EKONOMI (RA) - Tingginya harga gas bumi untuk industri dalam negeri menuai polemik. Harga gas di Medan, Sumatera Utara saja tercatat mencapai USD 12,22 per MMBTU. Padahal menurut data Kementerian Perindustrian, harga gas di Singapura hanya sekitar USD 4,5 per MMBTU, Malaysia USD 4,47 per MMBTU, dan Filipina USD 5,43 per MMBTU.
Ketua Asosiasi Pertekstilan Indonesia (API), Ade Sudrajat pernah mengeluhkan tingginya harga gas dalam negeri. Menurutnya, harga yang tinggi membuat industri kesulitan bersaing di era pasar bebas sekarang ini.
"Gas berasal dari Indonesia dijual ke Singapura dengan harga berkisar USD 4 per Million Metric British Thermal Unit (MMBTU), begitu harga gas dijual sendiri di Indonesia maka harga gas sudah USD 12, artinya di situ terjadi percaloan yang luar biasa," ucap Ade di Kementerian Perindustrian, Jakarta, Senin (29/8).
Ade berharap, harga gas dalam negeri bisa stabil di USD 7 per MMBTU. Ade meminta kepada pemerintah terkait untuk segera memperbaiki tata niaga gas. Sebab, kondisi industri dalam negeri belum terlalu baik dan membutuhkan harga gas yang lebih murah.
"Ini yang harus kita benahi, kan gas itu bisa langsung berikan implikasi bagaimana bisa bermanfaat bagi masyarakat yang sebesar-besarnya. Kita harapkan harga gas paling tidak tidak terlalu tinggi perbedaanya antara yang dijual ke Singapura, Korea dan Vietnam, dibandingkan di dalam negeri," ujar Ade.
Tak hanya industri tekstil, industri petrokimia juga terancam mati karena tingginya harga gas dalam negeri.
Tingginya harga gas dalam negeri dikeluhkan banyak industri, salah satunya PT Kaltim Parna Industri (KPI). Pabrik amoniak KPI atau pabrik petrokimia ini menggunakan gas bumi sebagai bahan baku. Bahkan, perseroan sudah menerapkan teknologi dengan tingkat efisiensi yang cukup tinggi.
Sistem pengoperasian sudah pabrik didesain dengan automatic system menggunakan fasilitas advanced process control pada saat kondisi normal. Meski demikian, seiring dengan turunnya berbagai harga komoditi beberapa waktu terakhir ini, tak terkecuali harga amoniak di pasar dunia, maka kendala yang dihadapi oleh KPI saat ini adalah tingginya harga bahan baku (gas alam) yang dibayar oleh KPI.

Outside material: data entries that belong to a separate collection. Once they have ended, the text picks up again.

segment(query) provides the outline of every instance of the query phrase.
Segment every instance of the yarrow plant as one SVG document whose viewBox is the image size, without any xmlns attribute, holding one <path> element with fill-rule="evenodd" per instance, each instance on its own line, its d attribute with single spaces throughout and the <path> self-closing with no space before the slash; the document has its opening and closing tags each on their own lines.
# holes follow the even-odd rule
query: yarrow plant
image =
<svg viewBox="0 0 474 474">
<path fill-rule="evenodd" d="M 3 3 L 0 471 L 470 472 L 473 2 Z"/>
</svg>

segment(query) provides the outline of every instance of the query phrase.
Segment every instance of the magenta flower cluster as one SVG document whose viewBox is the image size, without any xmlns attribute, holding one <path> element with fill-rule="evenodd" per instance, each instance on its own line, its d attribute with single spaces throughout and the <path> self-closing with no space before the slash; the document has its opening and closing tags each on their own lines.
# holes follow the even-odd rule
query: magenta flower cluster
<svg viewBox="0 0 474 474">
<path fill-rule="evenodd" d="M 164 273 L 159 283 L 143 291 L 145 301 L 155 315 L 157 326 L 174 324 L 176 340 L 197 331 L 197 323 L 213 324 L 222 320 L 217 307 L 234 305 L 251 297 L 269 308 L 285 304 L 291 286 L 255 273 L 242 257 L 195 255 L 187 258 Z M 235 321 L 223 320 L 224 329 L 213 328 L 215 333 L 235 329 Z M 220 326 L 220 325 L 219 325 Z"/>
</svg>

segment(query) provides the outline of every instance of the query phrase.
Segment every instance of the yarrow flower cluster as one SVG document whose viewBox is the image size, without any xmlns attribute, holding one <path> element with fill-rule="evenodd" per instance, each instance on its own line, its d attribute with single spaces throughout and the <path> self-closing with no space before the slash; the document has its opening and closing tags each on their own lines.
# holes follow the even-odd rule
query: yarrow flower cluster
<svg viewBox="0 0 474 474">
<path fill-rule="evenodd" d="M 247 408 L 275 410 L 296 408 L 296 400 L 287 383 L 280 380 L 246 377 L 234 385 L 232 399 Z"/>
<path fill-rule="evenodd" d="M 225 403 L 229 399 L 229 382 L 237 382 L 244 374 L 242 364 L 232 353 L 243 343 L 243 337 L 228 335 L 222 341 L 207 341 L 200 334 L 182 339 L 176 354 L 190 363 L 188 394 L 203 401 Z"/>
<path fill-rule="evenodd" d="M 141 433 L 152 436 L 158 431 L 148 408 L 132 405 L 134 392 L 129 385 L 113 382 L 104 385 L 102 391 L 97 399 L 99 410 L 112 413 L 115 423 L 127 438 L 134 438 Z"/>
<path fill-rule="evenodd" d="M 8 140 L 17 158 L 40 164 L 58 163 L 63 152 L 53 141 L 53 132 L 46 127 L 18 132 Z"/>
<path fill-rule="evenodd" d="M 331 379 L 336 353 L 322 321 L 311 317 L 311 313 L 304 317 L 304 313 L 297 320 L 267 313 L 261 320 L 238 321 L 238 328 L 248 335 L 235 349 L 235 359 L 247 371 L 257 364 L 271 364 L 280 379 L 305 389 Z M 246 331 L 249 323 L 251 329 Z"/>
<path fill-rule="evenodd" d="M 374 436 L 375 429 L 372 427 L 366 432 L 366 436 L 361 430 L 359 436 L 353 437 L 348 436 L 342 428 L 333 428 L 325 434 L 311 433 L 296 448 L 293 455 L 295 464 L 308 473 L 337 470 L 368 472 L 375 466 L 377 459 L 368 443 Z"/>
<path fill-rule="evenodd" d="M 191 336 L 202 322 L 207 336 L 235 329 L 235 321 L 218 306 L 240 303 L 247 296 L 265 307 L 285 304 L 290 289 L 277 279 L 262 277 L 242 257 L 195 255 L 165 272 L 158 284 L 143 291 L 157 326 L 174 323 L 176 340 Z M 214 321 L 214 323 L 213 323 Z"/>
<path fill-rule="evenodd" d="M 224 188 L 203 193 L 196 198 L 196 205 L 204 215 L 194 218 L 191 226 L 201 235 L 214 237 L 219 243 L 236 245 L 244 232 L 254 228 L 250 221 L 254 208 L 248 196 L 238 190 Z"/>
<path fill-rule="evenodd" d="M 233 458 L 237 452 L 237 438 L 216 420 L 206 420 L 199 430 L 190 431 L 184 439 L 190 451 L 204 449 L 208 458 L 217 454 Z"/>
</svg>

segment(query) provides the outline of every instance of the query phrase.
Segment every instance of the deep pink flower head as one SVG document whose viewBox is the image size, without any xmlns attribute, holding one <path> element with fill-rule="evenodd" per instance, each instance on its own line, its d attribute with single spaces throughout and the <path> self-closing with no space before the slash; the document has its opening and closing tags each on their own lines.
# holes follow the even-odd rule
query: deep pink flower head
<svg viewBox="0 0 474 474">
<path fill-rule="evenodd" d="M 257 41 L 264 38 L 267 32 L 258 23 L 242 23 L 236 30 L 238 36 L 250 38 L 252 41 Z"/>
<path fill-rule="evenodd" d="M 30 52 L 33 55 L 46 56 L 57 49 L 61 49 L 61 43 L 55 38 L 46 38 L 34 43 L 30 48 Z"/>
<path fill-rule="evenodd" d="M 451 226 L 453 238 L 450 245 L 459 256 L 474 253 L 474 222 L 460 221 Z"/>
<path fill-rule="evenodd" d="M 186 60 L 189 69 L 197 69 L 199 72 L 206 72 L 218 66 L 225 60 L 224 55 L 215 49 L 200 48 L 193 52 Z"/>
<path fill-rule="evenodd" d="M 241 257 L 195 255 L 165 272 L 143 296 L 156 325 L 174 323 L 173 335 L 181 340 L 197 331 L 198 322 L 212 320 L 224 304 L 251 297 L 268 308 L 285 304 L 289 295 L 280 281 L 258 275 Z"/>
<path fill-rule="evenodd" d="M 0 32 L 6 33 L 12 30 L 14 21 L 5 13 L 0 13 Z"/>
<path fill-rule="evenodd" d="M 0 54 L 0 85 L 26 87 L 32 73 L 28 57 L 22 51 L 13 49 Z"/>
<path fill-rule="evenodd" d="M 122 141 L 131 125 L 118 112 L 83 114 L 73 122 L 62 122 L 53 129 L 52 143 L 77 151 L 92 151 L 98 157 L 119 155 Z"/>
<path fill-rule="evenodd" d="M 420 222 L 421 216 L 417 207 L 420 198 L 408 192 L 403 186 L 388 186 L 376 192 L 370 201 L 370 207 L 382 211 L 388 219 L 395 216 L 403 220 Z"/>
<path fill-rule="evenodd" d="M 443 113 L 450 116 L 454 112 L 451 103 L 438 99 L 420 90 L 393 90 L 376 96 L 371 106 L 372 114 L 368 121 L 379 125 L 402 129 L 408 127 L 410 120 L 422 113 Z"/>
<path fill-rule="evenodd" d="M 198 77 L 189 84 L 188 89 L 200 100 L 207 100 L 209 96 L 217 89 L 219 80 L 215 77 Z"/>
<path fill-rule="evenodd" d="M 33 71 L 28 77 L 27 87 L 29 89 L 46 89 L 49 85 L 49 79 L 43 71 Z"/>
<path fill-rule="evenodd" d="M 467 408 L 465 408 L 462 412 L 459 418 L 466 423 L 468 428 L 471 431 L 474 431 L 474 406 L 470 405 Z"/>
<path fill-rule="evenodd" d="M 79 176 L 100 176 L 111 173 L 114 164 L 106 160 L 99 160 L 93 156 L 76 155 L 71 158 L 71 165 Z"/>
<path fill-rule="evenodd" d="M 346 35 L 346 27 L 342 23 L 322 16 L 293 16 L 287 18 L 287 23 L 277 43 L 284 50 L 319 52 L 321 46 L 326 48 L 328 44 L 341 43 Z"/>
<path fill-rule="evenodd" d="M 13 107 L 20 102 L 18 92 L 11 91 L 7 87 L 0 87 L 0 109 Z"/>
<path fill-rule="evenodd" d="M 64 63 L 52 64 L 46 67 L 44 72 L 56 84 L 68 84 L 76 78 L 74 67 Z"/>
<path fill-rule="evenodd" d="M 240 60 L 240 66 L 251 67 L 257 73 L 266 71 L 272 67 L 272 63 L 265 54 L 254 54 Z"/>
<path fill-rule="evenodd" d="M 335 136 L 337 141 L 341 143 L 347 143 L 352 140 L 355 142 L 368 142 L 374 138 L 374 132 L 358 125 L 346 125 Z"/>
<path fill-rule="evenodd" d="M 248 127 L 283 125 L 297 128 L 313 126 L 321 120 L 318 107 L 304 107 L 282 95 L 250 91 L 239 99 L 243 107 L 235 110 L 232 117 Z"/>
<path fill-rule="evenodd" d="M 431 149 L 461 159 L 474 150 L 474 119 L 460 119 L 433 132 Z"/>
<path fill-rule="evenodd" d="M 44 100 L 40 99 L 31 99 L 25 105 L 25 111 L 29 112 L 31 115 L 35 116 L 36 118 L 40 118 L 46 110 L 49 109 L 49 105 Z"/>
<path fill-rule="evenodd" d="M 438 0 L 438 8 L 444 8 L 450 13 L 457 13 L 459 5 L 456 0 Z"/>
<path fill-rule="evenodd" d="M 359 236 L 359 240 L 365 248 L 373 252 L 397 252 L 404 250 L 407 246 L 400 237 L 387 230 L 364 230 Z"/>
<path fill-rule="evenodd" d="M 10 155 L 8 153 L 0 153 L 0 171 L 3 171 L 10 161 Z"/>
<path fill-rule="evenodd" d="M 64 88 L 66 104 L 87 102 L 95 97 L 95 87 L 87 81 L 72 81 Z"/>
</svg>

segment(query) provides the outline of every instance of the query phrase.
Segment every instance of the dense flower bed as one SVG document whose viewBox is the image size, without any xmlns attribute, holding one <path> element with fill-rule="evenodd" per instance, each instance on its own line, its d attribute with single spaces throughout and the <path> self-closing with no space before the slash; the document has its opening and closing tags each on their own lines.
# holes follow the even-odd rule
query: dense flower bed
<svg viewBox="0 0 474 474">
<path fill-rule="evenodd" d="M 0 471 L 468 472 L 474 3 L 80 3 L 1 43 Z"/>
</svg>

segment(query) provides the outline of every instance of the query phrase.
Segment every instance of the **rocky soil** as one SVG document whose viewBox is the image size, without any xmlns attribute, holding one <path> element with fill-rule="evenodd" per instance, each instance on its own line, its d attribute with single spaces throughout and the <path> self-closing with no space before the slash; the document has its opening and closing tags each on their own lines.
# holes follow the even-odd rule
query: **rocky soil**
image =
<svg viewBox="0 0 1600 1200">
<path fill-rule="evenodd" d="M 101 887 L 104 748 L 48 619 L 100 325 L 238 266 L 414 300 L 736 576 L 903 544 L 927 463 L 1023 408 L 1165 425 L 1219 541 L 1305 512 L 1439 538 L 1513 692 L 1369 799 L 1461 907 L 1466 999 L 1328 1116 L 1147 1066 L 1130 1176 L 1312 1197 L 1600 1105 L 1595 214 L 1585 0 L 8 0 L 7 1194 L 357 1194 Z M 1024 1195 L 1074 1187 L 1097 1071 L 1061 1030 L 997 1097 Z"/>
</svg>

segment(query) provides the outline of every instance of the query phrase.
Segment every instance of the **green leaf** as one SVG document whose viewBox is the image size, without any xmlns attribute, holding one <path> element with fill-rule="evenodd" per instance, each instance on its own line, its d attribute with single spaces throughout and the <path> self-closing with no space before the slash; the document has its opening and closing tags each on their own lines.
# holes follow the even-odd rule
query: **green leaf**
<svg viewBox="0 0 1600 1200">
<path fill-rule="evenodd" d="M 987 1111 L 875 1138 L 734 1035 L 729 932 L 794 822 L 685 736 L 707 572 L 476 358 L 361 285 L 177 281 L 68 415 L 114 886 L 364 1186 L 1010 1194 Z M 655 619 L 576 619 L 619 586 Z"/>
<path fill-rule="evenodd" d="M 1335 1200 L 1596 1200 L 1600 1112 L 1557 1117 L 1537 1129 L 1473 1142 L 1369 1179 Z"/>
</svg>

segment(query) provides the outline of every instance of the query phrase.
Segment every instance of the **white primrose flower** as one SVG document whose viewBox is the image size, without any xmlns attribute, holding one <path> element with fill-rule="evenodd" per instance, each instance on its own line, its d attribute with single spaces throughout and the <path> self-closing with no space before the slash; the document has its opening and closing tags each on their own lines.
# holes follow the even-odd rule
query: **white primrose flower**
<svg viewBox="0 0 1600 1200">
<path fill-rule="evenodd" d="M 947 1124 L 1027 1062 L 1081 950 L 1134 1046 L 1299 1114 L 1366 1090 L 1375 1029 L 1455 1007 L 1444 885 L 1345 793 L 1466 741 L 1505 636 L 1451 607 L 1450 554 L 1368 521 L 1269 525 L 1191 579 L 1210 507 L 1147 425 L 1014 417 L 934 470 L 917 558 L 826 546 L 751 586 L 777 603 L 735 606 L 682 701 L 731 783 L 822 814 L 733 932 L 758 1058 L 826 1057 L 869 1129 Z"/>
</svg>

Akibatnya perusahaan sangat sulit bersaing dengan perusahaan lain terlebih dengan perusahaan luar negeri sejenis yang memproduksi amoniak.
"Tentunya apabila pemberlakuan harga gas yang tinggi ini berlanjut terus akan mengancam kelangsungan perusahaan ini. Tidak dapat dipungkiri, ancaman kelangsungan perusahaan yang telah turut membangun bangsa Indonesia ini, juga menjadi ancaman bagi Bangsa Indonesia," ucap Direktur Teknis PT Kaltim Parna Industri, Hari Supriadi di Jakarta, Jumat (23/9).
Menurutnya, jika harga gas bisa lebih murah, maka perusahaan dapat lebih berperan lagi di dalam program-program pemerintah di antaranya, meningkatkan peran dalam kehidupan masyarakat dan lingkungan melalui Corporate Social Responsibilty (CSR), melakukan kerja sama dalam bidang pendidikan dan teknologi dengan institusi-institusi seperti perguruan tinggi dan lain sebagainya.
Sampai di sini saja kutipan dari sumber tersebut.